Someone is going to sing second on May 18th, that much is obvious. The myth is that the second place song will never win. On the Friday morning, a delegation is going to be told that the production team have put them in slot number two – and the perception will be either that the song has lost what little chance it had for victory, or that the producers do not want that song to win the Contest. The delegations will likely accept this, but will the rest of the world?

Dino Merlin

Dino Merlin drew second, and had to sit next to Jedward

The perception of the EBU running a fair and equitable Eurovision Song Contest is just as important as the actual running of the Contest.  The workings of any contest must involves clear communication with all the stakeholders, and that includes the delegations, the performers, the fans, and the viewers. For as long as I can remember, Eurovision commentators, fans, and delegations have believed that a later position in the running order would give them a better result.

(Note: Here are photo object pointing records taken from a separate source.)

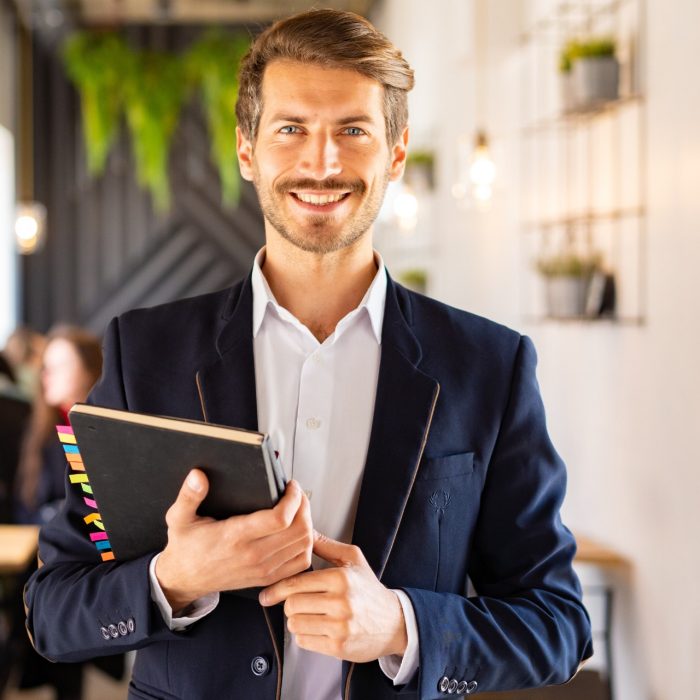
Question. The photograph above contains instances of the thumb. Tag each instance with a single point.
(192, 492)
(335, 552)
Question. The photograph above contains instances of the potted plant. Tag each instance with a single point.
(567, 277)
(415, 279)
(566, 60)
(595, 73)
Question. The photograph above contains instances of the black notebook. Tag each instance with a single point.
(131, 467)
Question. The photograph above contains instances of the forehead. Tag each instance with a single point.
(312, 90)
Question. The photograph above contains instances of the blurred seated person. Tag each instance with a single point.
(24, 349)
(14, 413)
(71, 364)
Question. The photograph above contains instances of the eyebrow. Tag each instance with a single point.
(353, 119)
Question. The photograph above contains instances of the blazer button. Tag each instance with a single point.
(260, 666)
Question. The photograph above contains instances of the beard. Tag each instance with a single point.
(321, 233)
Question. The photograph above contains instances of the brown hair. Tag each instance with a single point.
(333, 39)
(44, 417)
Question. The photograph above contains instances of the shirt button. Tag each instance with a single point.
(260, 666)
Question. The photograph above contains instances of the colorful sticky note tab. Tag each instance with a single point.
(67, 439)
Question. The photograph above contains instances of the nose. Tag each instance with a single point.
(320, 157)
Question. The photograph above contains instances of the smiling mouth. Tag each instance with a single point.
(320, 200)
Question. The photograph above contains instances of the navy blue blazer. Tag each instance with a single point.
(461, 481)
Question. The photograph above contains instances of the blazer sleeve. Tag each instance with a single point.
(527, 626)
(75, 602)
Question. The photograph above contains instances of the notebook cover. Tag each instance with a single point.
(135, 472)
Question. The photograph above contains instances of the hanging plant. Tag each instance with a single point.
(94, 64)
(150, 88)
(212, 67)
(154, 91)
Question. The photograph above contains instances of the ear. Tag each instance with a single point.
(398, 156)
(244, 148)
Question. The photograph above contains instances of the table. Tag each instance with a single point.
(18, 545)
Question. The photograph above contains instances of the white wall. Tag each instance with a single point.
(8, 257)
(623, 402)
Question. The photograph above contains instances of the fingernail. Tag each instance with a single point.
(194, 483)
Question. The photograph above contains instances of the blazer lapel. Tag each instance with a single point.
(404, 406)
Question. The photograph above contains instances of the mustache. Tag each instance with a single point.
(330, 185)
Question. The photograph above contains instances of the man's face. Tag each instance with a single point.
(320, 161)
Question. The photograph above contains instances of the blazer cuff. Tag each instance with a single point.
(195, 611)
(400, 669)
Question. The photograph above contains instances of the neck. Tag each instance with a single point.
(319, 288)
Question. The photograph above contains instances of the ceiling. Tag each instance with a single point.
(54, 14)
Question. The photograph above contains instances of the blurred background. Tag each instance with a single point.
(553, 184)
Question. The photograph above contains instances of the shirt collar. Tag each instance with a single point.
(373, 300)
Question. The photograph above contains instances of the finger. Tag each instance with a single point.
(299, 529)
(312, 604)
(192, 493)
(271, 520)
(317, 625)
(324, 581)
(337, 553)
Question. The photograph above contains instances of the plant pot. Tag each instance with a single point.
(566, 92)
(595, 80)
(566, 296)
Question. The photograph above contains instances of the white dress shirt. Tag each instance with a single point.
(316, 401)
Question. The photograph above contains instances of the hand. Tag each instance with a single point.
(204, 555)
(343, 611)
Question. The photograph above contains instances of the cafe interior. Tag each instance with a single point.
(552, 184)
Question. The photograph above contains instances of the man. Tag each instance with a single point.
(411, 429)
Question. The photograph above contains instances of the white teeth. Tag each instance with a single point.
(319, 198)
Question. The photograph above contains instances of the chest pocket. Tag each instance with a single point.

In all of this though, I want to leave you with one thought.

While the data available shows that the running order does have an impact, it also shows that the impact is less than many would believe.  In a year with a song that is head and shoulders above the rest that song will win from first, last, fifteenth, or even the ‘dreaded’ second place.

But if 2013’s songs include a number of potential winners, or there is a very competitive semi-final, the producers of the show will have a direct impact on the final result.

Over the next few months, ESC Insight is going to look in detail about the impact of the running order on the judging procedure, the phone line opening debate, how songs are perceived and assessed, how Delegations and the EBU can improve the jury procedure, and more issues around the Contest. Follow us online, via TwitterFacebook, and RSS, or through our Email Newsletter.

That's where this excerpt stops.